Frederick Church: Global Artist
Frederic Edwin Church, Cayambe, 1858, The New York Historical. Robert L. Stuart Collection, gift of his widow, Mrs. Mary Stuart, S- 91
The life and work of Frederic Church (1826–1900) was indelibly shaped by global travel. Early trips took him to South America, across the northeastern United States, to Jamaica, and to the icy waters of the North Atlantic. Later he visited Europe and the Near Middle East, and in his final decades he made 15 winter sojourns in Mexico. The designed landscape, global collections, and striking architecture of the home he and his wife Isabel named “Olana” reflect the many worlds through which he traveled.

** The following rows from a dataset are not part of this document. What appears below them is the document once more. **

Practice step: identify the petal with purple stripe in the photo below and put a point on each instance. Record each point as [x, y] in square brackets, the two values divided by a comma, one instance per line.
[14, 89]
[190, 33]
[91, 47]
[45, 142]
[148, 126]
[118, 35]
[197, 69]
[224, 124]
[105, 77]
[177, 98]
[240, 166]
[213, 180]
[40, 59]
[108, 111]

Frederic Church: Global Artist examines the artist in his own time and demonstrates his continuing relevance for today’s audiences. Co-curated by Elizabeth Kornhauser, Tim Barringer, and Jennifer Raab, Frederic Church: Global Artist will unite drawings and oil sketches from Church’s travels with examples of his large, extravagantly detailed paintings produced for public exhibition. In addition to rarely seen works from the Olana collection, the exhibition will feature loans from a number of major public and private collections, including the Cooper Hewitt, Smithsonian Design Museum, The New York Historical, and The Terra Foundation for American Art.
The exhibition will be accompanied by a groundbreaking new publication from Yale University Press in association with The Olana Partnership, also titled Frederic Church: Global Artist, co-edited by Barringer, Kornhauser, and Raab. This lavishly illustrated volume features original essays by scholars from across the humanities that reveal Church as an artist whose works engage with questions of industrialization and environmental destruction, the rise and fall of empires, the construction of national identity, and the cataclysmic effects of slavery and civil war.